Robust and long term growth is needed and can only come from action on climate and the environment. Research and innovation will be central to boosting productivity and reaching net zero.

Our innovation work takes the form of three projects. These projects look at how green innovation can help achieve economic and environmental goals, the role green skills can play in addressing regional inequalities and the importance of the Green Innovation Policy Commission’s recommendations.

Climate for growth

The economy is facing significant headwinds from low growth and high inflation. Productivity has stagnated leading to suppressed wages and progress is being held back by economic, political, and regulatory obstacles.  
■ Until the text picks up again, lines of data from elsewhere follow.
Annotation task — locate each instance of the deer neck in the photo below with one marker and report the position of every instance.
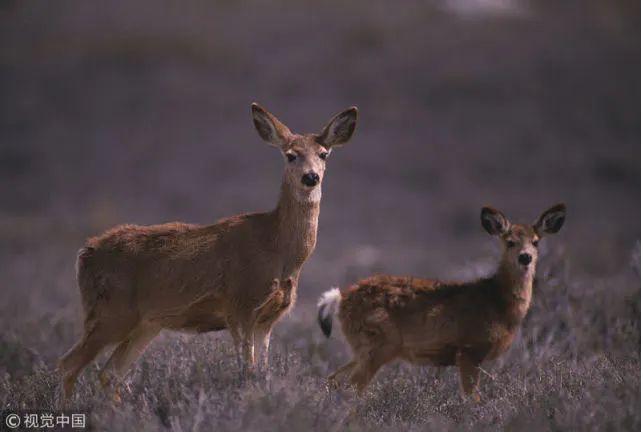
(515, 286)
(297, 224)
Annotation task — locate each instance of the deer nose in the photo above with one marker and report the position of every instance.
(310, 179)
(525, 259)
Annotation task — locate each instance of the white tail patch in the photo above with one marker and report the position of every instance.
(327, 308)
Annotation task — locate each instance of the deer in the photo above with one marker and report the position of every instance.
(238, 274)
(435, 323)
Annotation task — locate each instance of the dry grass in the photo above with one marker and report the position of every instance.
(137, 112)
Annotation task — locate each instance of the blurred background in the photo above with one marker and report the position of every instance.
(138, 112)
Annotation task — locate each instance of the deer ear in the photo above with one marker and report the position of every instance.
(269, 127)
(551, 221)
(494, 222)
(339, 129)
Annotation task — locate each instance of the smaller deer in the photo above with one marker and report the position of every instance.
(428, 322)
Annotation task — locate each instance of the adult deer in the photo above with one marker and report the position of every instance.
(239, 274)
(436, 323)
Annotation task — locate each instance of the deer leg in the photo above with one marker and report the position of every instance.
(125, 354)
(366, 369)
(345, 368)
(79, 356)
(469, 374)
(262, 337)
(248, 347)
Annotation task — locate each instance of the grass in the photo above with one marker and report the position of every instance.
(575, 365)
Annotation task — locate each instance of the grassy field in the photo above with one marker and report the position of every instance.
(139, 113)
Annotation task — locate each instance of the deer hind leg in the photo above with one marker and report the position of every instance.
(343, 369)
(469, 374)
(262, 337)
(80, 355)
(365, 368)
(243, 344)
(130, 349)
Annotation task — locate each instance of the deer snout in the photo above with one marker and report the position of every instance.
(525, 259)
(310, 179)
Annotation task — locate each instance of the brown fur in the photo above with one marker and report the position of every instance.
(428, 322)
(240, 273)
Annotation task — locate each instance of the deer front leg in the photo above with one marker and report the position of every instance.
(469, 374)
(262, 337)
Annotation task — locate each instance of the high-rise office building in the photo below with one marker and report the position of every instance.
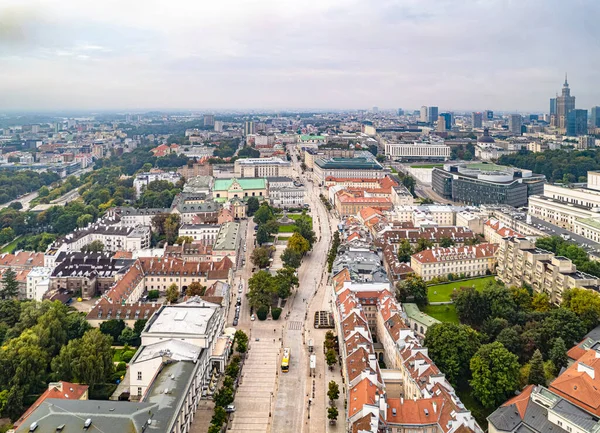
(209, 120)
(595, 117)
(515, 122)
(249, 128)
(432, 114)
(447, 117)
(577, 122)
(423, 114)
(564, 104)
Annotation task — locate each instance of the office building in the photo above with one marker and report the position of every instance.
(209, 120)
(564, 104)
(432, 114)
(577, 122)
(423, 114)
(477, 119)
(249, 128)
(447, 120)
(478, 184)
(595, 117)
(515, 123)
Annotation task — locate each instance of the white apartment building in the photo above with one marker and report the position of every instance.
(262, 167)
(205, 233)
(142, 180)
(440, 262)
(417, 150)
(519, 261)
(38, 282)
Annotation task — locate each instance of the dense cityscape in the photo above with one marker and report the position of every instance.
(299, 217)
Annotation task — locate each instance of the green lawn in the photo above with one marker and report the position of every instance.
(444, 313)
(426, 165)
(442, 292)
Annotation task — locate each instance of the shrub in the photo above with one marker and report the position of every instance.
(262, 312)
(275, 312)
(126, 356)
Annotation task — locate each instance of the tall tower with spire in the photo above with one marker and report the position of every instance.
(564, 104)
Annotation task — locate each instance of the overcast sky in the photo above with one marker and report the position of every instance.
(202, 54)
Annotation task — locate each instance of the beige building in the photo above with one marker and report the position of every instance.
(519, 262)
(440, 262)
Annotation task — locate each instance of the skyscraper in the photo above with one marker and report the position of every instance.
(447, 117)
(514, 124)
(595, 120)
(577, 122)
(432, 114)
(477, 119)
(423, 114)
(564, 104)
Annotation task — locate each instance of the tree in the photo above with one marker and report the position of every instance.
(414, 288)
(93, 247)
(298, 243)
(262, 235)
(10, 286)
(172, 293)
(451, 347)
(333, 392)
(261, 257)
(422, 245)
(112, 327)
(253, 205)
(285, 279)
(404, 251)
(558, 354)
(447, 242)
(537, 375)
(261, 287)
(332, 413)
(330, 358)
(195, 289)
(86, 360)
(495, 374)
(291, 258)
(470, 306)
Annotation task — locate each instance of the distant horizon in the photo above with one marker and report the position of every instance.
(134, 55)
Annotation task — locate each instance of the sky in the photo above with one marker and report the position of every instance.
(506, 55)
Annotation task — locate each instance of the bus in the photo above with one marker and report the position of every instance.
(285, 362)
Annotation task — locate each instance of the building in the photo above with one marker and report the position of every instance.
(227, 189)
(477, 119)
(564, 104)
(262, 167)
(209, 120)
(363, 167)
(417, 151)
(521, 262)
(515, 123)
(540, 410)
(478, 184)
(60, 390)
(577, 122)
(595, 117)
(142, 180)
(469, 261)
(203, 233)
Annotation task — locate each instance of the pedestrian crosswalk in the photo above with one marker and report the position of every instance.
(295, 325)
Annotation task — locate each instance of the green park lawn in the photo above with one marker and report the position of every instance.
(442, 292)
(444, 313)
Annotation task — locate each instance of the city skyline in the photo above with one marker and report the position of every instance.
(334, 54)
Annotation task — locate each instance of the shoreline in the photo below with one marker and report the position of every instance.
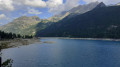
(104, 39)
(17, 42)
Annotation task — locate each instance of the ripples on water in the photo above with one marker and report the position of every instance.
(65, 53)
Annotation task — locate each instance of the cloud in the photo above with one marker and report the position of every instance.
(105, 1)
(2, 16)
(6, 5)
(69, 4)
(35, 3)
(54, 3)
(33, 11)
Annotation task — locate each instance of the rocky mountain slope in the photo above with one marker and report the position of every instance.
(101, 22)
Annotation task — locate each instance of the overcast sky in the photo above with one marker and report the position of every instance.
(11, 9)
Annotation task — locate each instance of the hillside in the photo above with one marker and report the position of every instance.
(29, 25)
(102, 22)
(24, 25)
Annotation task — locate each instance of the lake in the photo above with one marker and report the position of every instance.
(65, 53)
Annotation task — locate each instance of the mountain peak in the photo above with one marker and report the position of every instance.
(118, 4)
(101, 5)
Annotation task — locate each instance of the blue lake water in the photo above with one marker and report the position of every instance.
(65, 53)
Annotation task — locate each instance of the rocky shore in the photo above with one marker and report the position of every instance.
(17, 42)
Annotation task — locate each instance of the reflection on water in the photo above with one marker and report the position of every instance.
(66, 53)
(7, 63)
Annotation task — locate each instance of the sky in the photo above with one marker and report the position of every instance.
(11, 9)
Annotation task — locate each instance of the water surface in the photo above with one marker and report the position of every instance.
(65, 53)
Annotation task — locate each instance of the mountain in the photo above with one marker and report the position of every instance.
(74, 11)
(101, 22)
(23, 25)
(29, 25)
(118, 4)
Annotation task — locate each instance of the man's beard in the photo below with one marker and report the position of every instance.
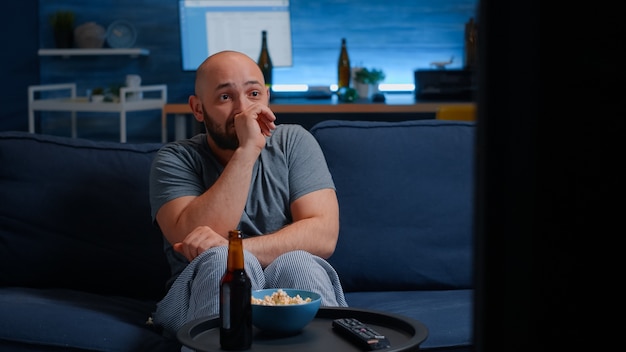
(221, 139)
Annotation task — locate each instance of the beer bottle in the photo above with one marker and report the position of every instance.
(235, 299)
(265, 62)
(343, 68)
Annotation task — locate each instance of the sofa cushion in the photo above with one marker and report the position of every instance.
(75, 214)
(405, 193)
(447, 314)
(64, 318)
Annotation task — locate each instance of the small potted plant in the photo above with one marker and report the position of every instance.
(366, 81)
(62, 23)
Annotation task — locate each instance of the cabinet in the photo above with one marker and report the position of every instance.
(65, 99)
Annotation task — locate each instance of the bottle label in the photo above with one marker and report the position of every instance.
(226, 306)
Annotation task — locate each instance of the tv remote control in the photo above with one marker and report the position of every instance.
(360, 334)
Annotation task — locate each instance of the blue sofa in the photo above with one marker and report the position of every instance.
(81, 265)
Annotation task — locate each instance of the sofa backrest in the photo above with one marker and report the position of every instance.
(405, 193)
(76, 214)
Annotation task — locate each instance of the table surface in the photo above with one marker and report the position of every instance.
(404, 334)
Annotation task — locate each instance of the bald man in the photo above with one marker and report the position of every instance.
(269, 181)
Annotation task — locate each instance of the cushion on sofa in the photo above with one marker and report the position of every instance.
(448, 314)
(405, 193)
(75, 214)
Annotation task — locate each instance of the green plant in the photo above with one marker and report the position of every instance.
(62, 20)
(369, 76)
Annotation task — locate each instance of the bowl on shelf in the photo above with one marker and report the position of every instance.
(284, 311)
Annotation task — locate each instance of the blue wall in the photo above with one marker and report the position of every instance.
(398, 36)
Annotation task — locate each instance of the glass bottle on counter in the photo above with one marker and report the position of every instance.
(265, 61)
(343, 67)
(235, 299)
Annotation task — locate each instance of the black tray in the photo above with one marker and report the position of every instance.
(404, 334)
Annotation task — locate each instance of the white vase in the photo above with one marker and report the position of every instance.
(362, 89)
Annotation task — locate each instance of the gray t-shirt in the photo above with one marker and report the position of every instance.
(291, 165)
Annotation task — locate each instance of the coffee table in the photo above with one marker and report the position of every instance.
(404, 334)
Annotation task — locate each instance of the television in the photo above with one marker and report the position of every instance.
(210, 26)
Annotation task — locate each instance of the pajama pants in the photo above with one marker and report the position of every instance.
(195, 293)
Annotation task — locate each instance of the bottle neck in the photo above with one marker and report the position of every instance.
(235, 251)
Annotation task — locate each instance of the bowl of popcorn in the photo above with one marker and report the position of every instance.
(284, 310)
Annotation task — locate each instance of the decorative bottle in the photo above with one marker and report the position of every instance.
(265, 62)
(235, 299)
(343, 67)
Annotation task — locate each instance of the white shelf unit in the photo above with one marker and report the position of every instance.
(70, 102)
(132, 52)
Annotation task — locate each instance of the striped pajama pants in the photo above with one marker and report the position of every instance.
(195, 293)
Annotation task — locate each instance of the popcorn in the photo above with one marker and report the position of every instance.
(280, 297)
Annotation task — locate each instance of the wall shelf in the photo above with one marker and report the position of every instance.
(132, 52)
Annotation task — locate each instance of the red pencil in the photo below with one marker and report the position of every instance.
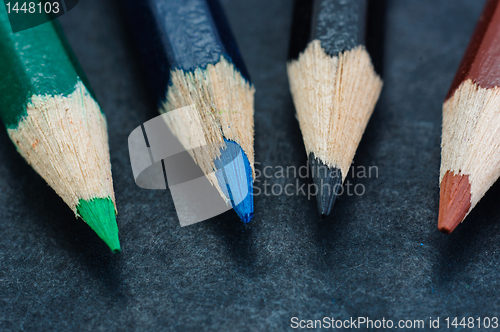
(470, 148)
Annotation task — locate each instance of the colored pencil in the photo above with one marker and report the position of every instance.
(334, 87)
(191, 58)
(470, 148)
(53, 119)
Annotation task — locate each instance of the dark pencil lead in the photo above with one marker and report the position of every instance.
(328, 181)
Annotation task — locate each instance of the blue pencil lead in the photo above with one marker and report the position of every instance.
(235, 178)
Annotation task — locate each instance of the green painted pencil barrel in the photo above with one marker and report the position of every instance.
(53, 118)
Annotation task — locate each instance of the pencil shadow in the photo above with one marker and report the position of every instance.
(375, 33)
(59, 225)
(469, 241)
(135, 66)
(238, 239)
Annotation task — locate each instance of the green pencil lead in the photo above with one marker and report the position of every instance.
(100, 215)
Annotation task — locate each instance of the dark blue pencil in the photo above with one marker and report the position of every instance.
(334, 88)
(191, 58)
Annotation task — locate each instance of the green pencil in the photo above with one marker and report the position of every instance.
(54, 120)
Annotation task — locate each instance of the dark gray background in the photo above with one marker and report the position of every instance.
(379, 255)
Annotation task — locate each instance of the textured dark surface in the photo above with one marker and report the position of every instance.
(379, 255)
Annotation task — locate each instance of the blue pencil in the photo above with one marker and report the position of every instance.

The government has pledged to make the UK a ‘science superpower’ and to level up the nation as well as committing to climate and nature goals. Currently, these environmental goals are seen as strands of research and innovation. However, given the centrality of the transition to the future of our economy, and the reliance on innovation to deliver net zero and nature recovery they need to be far more central. 

In 2022, we highlighted the role of green research and innovation spending when it comes to achieving economic and levelling up objectives. By demonstrating the national and regional economic outcomes from green innovation projects across the UK we set out recommendations on cross-cutting green innovation policies including skills, business investment and digitalisation. 

Green skills

The UK faces acute skills shortages across the sectors it most urgently needs to decarbonise. Our study of the future needs of a greener economy finds that a targeted green skills programme would speed up action to both reach net zero and address regional inequalities. 

Green Innovation Policy Commission

The Green Innovation Policy Commission (GIPC) is a business-led consortium set up and supported by Green Alliance and University College London (UCL) – specifically the UCL Institute for Sustainable Resources and UCL Public Policy team. It brings together progressive businesses and leading academics to identify how policy can best support green innovation across the UK economy and reward the innovators, entrepreneurs and investors who generate value from the solutions to the global environmental challenges.

Over its two-year programme, the GIPC set out to:

  • Identify green innovation priorities across the UK economy, with a particular focus on hard-to-reach sectors, including road freight, buildings, heavy industry and food;
  • Inject new thinking on how policy can most effectively promote and support green innovation;
  • Create a new public dialogue between policymakers, academics, and business leaders on the challenges and opportunities around economic growth directed at green innovation.

 

Published in 2020, the GIPC’s final report detailed the results of its investigation, including sectoral analyses and advice to government and business.

We published a summary of the GIPC’s recommendations to policymakers.